Die Proteste in der Türkei kann man nicht mit den Protesten von S21 vergleichen. Während hier die Bürgerproteste auf ein einzelnes Mega-Bauprojekt beschränkt blieben, hat es dort den Anschein, dass der Protest sich zwar an den Bebauungsplänen des Gezi Parks in Istanbul entzündete, dann aber in Windeseile auf andere Großstädte in der Türkei übergriff. Überall dort wehrt sich eine städtisch geprägte Mittelschicht, insbesondere aus meiner Generation, gegen eine schleichende Islamisierung der Gesellschaft, die ein autoritärer Regierungschef systematisch vorantreibt. Und die Proteste in der Türkei sind auch keine Facebook-oder Twitter-Proteste, was ich an Kommentaren in den letzten Tagen so aus dem Netz fischen musste. Die sozialen Netzmedien verbessern mit Sicherheit das schnelle Handeln und die Vernetzung bei derartigen Protesten, klar, aber Proteste gab’s ja auch schon früher.
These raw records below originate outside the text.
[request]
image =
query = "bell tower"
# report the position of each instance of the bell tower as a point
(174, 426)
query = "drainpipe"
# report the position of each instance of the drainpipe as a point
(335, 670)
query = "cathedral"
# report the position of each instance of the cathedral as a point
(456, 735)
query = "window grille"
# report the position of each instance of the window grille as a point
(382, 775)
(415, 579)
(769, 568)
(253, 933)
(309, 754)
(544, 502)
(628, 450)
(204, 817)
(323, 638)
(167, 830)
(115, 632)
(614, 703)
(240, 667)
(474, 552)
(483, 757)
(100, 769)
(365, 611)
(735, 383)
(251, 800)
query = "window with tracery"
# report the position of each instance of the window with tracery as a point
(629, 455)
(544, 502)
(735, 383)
CDU fällt also raus. Vielleicht sollte ich zu den äh Piraten gehen? Vielleicht suchen die ja noch jemanden? Ich bin eine Frau, trage gerne Kleider – Blumen im Haar sind jetzt nicht so mein Fall, aber OK-, und ein Buch schreiben kann ich bestimmt auch, wenn ich jemanden finde, der für mich schreibt. (Denke da an meinen Kumpel Andre..)
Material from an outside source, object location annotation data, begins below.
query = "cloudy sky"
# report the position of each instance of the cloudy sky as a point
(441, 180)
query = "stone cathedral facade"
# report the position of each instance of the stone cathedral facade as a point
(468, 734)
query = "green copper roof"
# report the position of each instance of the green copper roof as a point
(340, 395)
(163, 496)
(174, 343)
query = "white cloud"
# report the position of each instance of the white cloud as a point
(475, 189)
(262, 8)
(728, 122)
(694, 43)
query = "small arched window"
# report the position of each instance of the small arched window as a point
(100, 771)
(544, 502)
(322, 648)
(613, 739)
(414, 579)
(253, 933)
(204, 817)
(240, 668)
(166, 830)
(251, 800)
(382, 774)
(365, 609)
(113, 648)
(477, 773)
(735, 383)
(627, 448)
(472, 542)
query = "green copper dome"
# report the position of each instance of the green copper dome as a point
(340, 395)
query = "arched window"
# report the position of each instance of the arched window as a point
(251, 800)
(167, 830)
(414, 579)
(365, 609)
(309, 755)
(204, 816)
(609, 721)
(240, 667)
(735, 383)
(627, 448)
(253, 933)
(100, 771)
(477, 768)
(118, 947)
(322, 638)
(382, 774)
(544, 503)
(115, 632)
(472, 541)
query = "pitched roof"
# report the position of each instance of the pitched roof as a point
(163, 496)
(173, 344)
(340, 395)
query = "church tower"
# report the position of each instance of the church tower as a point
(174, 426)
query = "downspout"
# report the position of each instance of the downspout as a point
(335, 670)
Die Piratenpartei sieht sich ja, genau wie die Grünen in ihren Anfangsjahren, gerne in dem Licht als Außenseiter. Ihr Ziel war es, Grundsätzliches zu ändern, sowohl im politischen System als auch im gesellschaftlichen Normengefüge. Was für die Grünen einst der Umweltschutz war, ist für die Piraten heute die Freiheit im Netz. Dirk von Gehlen verweist in diesem Zusammenhang auf den Juristen James Boyle, der schon in den 90er Jahren davon sprach, dass eine Umweltbewegung für das Zeitalter des Digitalen notwendig sei. Das Leitthema der Piraten ist demnach nicht von ungefähr der digitale Umweltschutz. In der digitalen Welt sehen sie ihren Lebensraum, den sie – wie einst die Grünen Natur und Umwelt – gegen alles und jeden zu beschützen bereit sind. Aber nicht nur die Piraten sehen darin ihren Lebensraum, es ist auch der Lebensraum der Fische, der Kinder und letztlich auch der Datenschützer. Ich muss kein Pirat sein, um meinen digitalen Lebensraum beschützen zu wollen…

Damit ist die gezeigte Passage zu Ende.